Questa è la realtà, questi sono i fatti. Li abbiamo scavati, li abbiamo documentati, abbiamo sfidato tutti i luoghi comuni possibili e immaginabili, siamo andati controcorrente e nessuno ci ha potuto smentire. Siamo comunque arrabbiatissimi perché dopo che abbiamo fatto saltare gli altarini, con i numeri non con le chiacchiere, e abbiamo spianato la strada perché l’operazione verità avviata da noi si completi nella sede più autorevole che è quella parlamentare, chi è che dice di volere andare in piazza? Nessuno. Il Governatore della Lombardia, Attilio Fontana, che non risponde della cassa “rubata”, parla di “offesa” da sanare, parla di “schiaffo violento” al nostro popolo. Per non parlare di Zaia ancora più minaccioso.

Dove è il Sud? Qual è il Governatore che parla per suo conto e che è pronto a sventolare la bandiera della verità? Nessuno, tutti zitti. Ce ne è uno solo che non parla, ma fa, e fa male.

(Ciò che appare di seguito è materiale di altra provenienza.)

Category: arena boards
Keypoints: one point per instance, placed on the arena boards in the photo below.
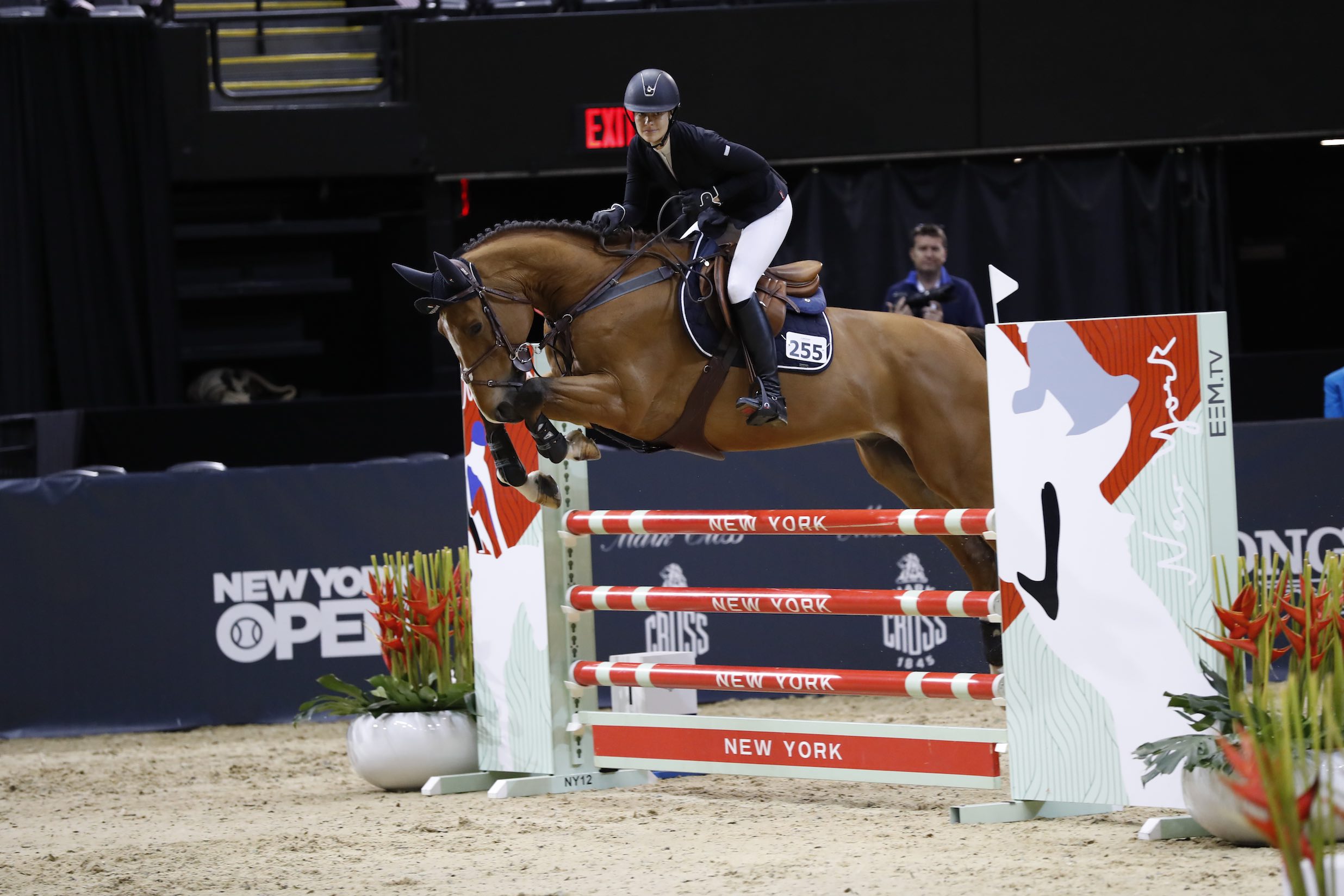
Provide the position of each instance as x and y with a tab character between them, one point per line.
1113	488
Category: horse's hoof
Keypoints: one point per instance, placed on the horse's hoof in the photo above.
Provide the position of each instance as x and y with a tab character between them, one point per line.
540	489
581	448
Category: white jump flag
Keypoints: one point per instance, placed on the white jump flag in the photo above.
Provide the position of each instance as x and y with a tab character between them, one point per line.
1000	288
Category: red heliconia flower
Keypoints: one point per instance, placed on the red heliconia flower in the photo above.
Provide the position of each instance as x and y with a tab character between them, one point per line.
1237	624
1256	626
417	589
1229	646
389	623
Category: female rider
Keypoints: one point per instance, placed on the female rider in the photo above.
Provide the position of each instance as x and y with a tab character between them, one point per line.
708	172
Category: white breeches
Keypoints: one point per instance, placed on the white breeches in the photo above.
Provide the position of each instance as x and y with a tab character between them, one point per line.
756	250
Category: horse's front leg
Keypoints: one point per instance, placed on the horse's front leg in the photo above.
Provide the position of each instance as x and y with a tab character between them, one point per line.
577	400
537	488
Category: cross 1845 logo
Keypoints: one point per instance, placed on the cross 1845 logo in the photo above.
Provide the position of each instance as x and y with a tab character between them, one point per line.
676	629
913	637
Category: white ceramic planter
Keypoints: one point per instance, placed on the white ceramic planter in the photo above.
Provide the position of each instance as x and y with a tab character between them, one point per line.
1217	808
402	750
1221	812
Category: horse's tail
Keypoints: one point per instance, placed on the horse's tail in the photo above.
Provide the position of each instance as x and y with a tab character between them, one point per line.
978	336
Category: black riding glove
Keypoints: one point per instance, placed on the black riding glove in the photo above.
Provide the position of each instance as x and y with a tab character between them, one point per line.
695	201
608	219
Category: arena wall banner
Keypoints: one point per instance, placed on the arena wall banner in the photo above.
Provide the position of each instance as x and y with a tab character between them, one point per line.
166	601
110	592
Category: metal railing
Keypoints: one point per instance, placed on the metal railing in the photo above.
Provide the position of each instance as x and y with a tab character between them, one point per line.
386	57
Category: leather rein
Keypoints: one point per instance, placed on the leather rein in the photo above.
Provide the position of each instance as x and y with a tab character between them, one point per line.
559	338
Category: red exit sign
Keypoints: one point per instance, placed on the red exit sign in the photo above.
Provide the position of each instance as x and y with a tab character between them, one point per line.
607	128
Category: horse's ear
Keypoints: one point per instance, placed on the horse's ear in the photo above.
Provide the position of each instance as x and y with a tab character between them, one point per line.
419	278
455	272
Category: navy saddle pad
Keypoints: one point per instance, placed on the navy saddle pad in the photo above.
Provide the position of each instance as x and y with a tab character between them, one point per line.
804	346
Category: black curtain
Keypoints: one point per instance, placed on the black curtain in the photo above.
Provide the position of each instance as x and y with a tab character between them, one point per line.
86	315
1092	235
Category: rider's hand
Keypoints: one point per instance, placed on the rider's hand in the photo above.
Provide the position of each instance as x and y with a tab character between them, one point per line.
608	219
902	307
694	201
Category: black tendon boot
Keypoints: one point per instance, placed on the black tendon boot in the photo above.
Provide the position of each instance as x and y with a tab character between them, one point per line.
767	407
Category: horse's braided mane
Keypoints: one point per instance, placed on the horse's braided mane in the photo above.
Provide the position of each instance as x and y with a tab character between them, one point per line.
580	227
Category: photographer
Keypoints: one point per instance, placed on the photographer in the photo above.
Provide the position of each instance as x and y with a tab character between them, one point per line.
930	292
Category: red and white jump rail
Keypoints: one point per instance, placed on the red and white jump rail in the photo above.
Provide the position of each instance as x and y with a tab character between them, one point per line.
957	686
878	521
983	605
793	749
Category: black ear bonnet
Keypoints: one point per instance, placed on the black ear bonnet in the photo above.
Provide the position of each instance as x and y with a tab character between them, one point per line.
452	281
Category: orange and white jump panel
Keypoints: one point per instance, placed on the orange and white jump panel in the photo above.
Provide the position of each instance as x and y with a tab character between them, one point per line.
788	749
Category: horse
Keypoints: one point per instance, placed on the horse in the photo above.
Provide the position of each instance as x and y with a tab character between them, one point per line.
912	394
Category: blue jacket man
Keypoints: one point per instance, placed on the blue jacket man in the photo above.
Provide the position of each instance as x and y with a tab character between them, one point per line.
1335	394
930	292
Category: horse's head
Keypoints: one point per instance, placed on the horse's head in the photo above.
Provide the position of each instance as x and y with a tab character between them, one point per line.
486	327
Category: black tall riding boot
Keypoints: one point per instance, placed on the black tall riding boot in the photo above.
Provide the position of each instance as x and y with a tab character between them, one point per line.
767	407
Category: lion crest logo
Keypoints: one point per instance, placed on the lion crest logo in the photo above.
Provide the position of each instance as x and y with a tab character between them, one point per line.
912	573
673	577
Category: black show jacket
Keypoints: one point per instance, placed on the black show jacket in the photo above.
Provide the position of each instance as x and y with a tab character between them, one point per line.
749	187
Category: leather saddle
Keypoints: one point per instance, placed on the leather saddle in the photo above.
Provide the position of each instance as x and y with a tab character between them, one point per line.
776	289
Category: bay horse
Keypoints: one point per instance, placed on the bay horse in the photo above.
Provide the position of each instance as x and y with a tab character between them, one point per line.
912	394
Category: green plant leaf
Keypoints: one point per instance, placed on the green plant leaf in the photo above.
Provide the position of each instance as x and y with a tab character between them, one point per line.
1185	751
332	683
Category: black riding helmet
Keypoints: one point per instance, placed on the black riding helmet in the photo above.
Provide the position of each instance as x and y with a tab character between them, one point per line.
652	90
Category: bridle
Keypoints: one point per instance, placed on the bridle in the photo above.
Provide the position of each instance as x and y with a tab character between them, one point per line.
558	336
519	355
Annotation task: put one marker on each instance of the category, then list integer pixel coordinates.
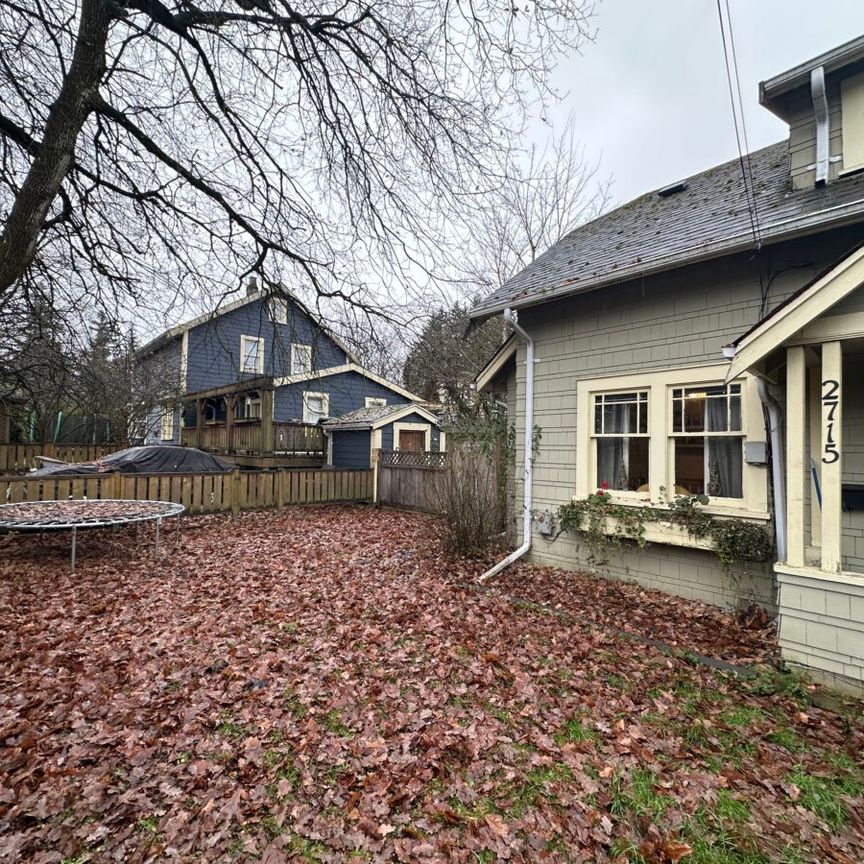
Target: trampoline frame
(167, 509)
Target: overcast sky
(650, 94)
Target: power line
(739, 124)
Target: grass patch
(228, 728)
(332, 722)
(822, 795)
(575, 731)
(638, 795)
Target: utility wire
(743, 158)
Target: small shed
(353, 437)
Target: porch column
(267, 444)
(796, 470)
(831, 454)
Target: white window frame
(298, 350)
(413, 427)
(259, 357)
(166, 424)
(626, 436)
(705, 434)
(661, 447)
(325, 404)
(277, 310)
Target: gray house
(256, 379)
(695, 342)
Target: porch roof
(790, 318)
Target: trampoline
(72, 515)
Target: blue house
(257, 378)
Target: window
(166, 431)
(249, 407)
(251, 354)
(316, 406)
(708, 445)
(621, 440)
(301, 359)
(278, 310)
(655, 435)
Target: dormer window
(278, 309)
(252, 354)
(301, 359)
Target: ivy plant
(605, 524)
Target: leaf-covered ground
(322, 685)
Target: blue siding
(347, 391)
(351, 448)
(387, 432)
(214, 346)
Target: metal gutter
(820, 109)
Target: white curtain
(724, 456)
(612, 467)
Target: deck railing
(250, 437)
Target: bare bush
(467, 494)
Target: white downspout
(513, 319)
(777, 457)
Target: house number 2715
(830, 400)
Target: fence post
(235, 492)
(280, 488)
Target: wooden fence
(407, 479)
(201, 493)
(22, 457)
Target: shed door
(413, 441)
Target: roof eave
(800, 227)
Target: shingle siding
(679, 319)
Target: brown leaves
(317, 683)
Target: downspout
(777, 453)
(820, 109)
(513, 319)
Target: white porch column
(831, 454)
(796, 470)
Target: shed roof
(710, 217)
(377, 415)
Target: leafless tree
(545, 195)
(153, 146)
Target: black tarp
(157, 459)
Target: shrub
(467, 494)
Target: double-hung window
(621, 440)
(708, 441)
(316, 406)
(301, 358)
(657, 435)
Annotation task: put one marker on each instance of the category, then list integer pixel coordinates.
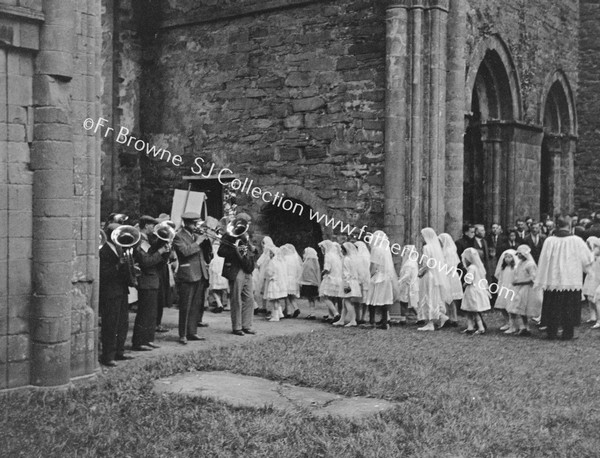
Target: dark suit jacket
(506, 245)
(594, 230)
(494, 247)
(521, 240)
(151, 264)
(535, 249)
(113, 275)
(234, 262)
(193, 258)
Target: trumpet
(236, 228)
(126, 238)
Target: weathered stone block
(294, 121)
(309, 104)
(298, 79)
(18, 348)
(18, 373)
(53, 184)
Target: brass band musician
(113, 306)
(239, 255)
(194, 252)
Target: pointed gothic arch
(558, 116)
(494, 104)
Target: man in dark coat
(194, 252)
(237, 268)
(152, 255)
(535, 240)
(113, 305)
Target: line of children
(355, 279)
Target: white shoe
(443, 321)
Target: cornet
(127, 237)
(238, 229)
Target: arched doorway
(291, 227)
(485, 171)
(557, 146)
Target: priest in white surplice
(563, 261)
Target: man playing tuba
(113, 306)
(239, 255)
(152, 255)
(194, 252)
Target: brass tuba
(126, 238)
(103, 239)
(165, 231)
(238, 228)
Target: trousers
(240, 301)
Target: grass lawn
(489, 395)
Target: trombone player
(152, 255)
(239, 255)
(194, 252)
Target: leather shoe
(123, 357)
(195, 337)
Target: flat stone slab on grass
(246, 391)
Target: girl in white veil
(451, 270)
(352, 293)
(408, 282)
(433, 287)
(383, 279)
(331, 287)
(477, 296)
(293, 263)
(364, 277)
(505, 273)
(258, 275)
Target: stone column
(52, 164)
(455, 122)
(495, 185)
(438, 15)
(415, 117)
(395, 122)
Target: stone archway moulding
(493, 43)
(294, 191)
(560, 77)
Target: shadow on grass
(488, 395)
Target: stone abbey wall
(293, 92)
(49, 191)
(587, 158)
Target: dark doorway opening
(473, 196)
(546, 180)
(290, 227)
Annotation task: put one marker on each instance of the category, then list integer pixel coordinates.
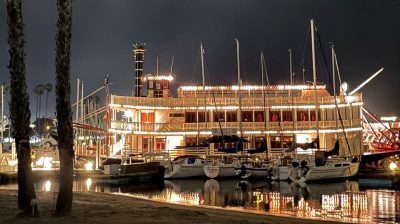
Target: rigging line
(304, 55)
(331, 83)
(337, 69)
(388, 129)
(194, 74)
(370, 126)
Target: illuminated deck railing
(247, 126)
(231, 103)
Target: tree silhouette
(64, 114)
(48, 88)
(19, 108)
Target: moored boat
(185, 167)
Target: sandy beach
(107, 208)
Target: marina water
(346, 201)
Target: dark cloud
(366, 35)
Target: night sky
(366, 35)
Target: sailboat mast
(290, 67)
(334, 82)
(240, 88)
(204, 84)
(263, 96)
(290, 92)
(314, 74)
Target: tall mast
(2, 118)
(240, 87)
(290, 91)
(204, 83)
(314, 74)
(334, 81)
(263, 94)
(290, 67)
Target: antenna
(172, 65)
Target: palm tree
(19, 108)
(39, 90)
(64, 113)
(48, 88)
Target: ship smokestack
(138, 50)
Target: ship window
(287, 116)
(356, 112)
(274, 116)
(191, 141)
(219, 116)
(145, 145)
(258, 141)
(259, 116)
(302, 115)
(202, 117)
(312, 115)
(158, 93)
(190, 117)
(160, 144)
(176, 115)
(330, 114)
(247, 116)
(231, 116)
(147, 117)
(165, 84)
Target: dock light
(88, 183)
(392, 166)
(47, 186)
(344, 86)
(45, 162)
(89, 166)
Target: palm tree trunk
(47, 99)
(64, 114)
(19, 108)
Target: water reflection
(342, 201)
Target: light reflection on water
(342, 201)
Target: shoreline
(106, 208)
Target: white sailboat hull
(253, 172)
(328, 172)
(184, 171)
(280, 173)
(222, 170)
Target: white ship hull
(221, 170)
(328, 172)
(184, 171)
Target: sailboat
(185, 167)
(254, 167)
(327, 165)
(225, 166)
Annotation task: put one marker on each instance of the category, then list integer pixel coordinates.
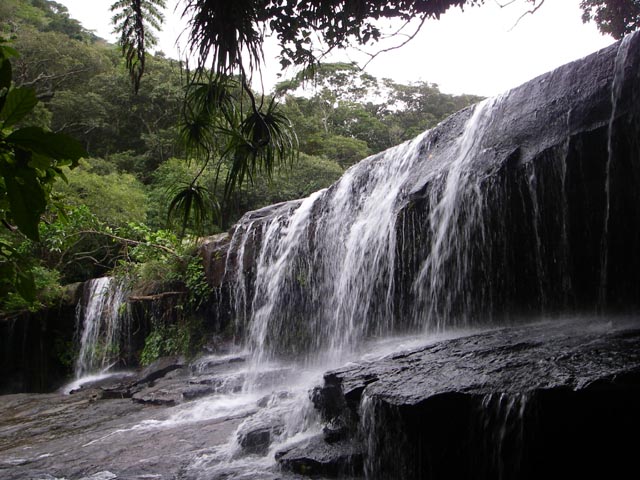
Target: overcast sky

Si chiama Vincenzo De Luca, Governatore della Campania, annuncia un bando di gara per diecimila assunzioni negli enti locali della Campania, perché lui non vuole dare ai campani il reddito di cittadinanza dei cinque stelle ma un posto di lavoro nei Comuni. No, questa è proprio la strada migliore per passare dalla ragione assoluta, totale, indiscutibile e certa, al torto mediatico sommersi dalla solita accusa di volere spesa pubblica per fare assistenzialismo e clientelismo elettorale.